Besides chemical descriptors, the chemical fingerprint is another important chemical representation where the compounds are represented by a binary vector indicating the presence or absence of chemical features . Common 2D chemical fingerprints include path-based fingerprint which detected all possible linear paths consisting of bonds and atoms of a structure given certain bond lengths. For a given pattern, several bits in a bit string is set. While path-based fingerprints like ECFP (Extended Connectivity Fingerprint) have a higher specificity, the potential limitation is “bit collision” where the number of possible patterns exceeds the bit capacity resulting in multiple patterns mapped to the same set of bits. Another type of fingerprint is substructure fingerprints. In the substructure fingerprint like (Molecular ACCess System) MACCS keys, the substructures are predefined and each bit in a bit string is set for specific chemical patterns. Although bit collision is less of an issue, the requirement to encompass all fragment space within a bit string often demands a larger memory size. Recently, the proposal of circular fingerprints represents the state-of-the-art in chemical fingerprint development . In the circular fingerprint, each layer’s feature is constructed by applying a fixed hash function to the concatenated features of the neighborhood in the previous layer and the results from the hashed function were mapped to bit string representing specific substructures. A modified version of the circular fingerprint, known as graph convolution fingerprint, has recently been proposed where the hashed function is replaced by a differential neural network and a local filter is applied to each atom and neighborhoods similar to that of a convolution neural network. Many of the mentioned fingerprints has been implemented by several open source chemoinformatics package such as Chemoinformatics Development Kit (CDK) and RDKit and saw wide applications in compound database search and other computer-aided drug discovery tasks .
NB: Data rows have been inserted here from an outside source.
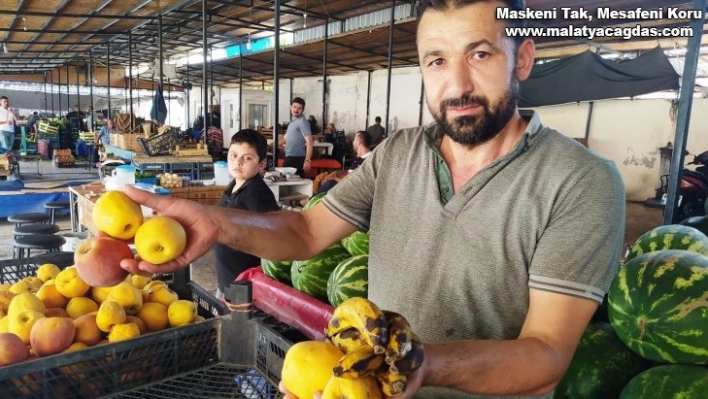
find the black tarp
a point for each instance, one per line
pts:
(587, 77)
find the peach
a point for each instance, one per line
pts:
(98, 259)
(12, 349)
(87, 330)
(52, 335)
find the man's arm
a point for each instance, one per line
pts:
(282, 235)
(533, 364)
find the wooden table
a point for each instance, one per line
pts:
(170, 163)
(82, 199)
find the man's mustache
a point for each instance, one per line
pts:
(464, 102)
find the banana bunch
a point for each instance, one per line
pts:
(376, 344)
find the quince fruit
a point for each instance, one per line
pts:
(117, 215)
(160, 239)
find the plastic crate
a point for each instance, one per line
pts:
(161, 144)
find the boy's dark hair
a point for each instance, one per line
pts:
(441, 5)
(365, 138)
(254, 139)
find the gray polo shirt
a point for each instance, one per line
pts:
(548, 215)
(295, 145)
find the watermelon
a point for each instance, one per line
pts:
(601, 367)
(658, 306)
(310, 276)
(314, 201)
(698, 222)
(277, 270)
(672, 381)
(357, 243)
(349, 279)
(671, 236)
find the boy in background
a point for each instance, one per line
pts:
(248, 191)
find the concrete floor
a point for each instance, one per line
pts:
(639, 220)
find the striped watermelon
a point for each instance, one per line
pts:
(278, 270)
(671, 236)
(357, 243)
(601, 367)
(314, 201)
(310, 276)
(672, 381)
(350, 279)
(658, 306)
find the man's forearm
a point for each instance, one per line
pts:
(281, 235)
(526, 366)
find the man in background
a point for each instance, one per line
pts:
(377, 131)
(7, 124)
(298, 139)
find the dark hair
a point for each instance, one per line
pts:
(442, 5)
(298, 100)
(254, 139)
(365, 137)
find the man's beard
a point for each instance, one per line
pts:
(471, 130)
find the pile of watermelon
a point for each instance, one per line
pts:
(654, 343)
(335, 274)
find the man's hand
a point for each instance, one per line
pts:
(194, 217)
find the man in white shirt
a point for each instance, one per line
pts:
(7, 124)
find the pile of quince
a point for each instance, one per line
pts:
(56, 311)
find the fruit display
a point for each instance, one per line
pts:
(310, 276)
(657, 305)
(601, 367)
(58, 312)
(369, 353)
(349, 279)
(672, 236)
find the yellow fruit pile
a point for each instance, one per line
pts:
(369, 354)
(56, 311)
(158, 239)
3. Artificial intelligence in drug discovery
The rise of artificial intelligence and, in particular, machine learning and deep learning has given rise to a tsunami of applications in drug discovery and design [23, 24]. Here, we provide an overview of machine learning concepts and techniques commonly applied for chemoinformatics analysis. In a nutshell, machine learning aims to build predictive models based on several features derived from the chemical data, many of which are measured experimentally, such as lipophilicity, water solubility while others are purely theoretical, such as chemical descriptors and molecular fields derived from the chemical graph or 3D structure data. With chemical features on one hand, on the other hand of the equation is the properties that the model intended to learn, which can take on categorical or continuous values and usually pertaining to compound activity in question. Given every pair of features and labels, the model can be trained by identifying an optimal set of parameters that minimizes certain objective functions. Following the training phase, the best model can then be applied to predict the properties of new compounds (Figure 1).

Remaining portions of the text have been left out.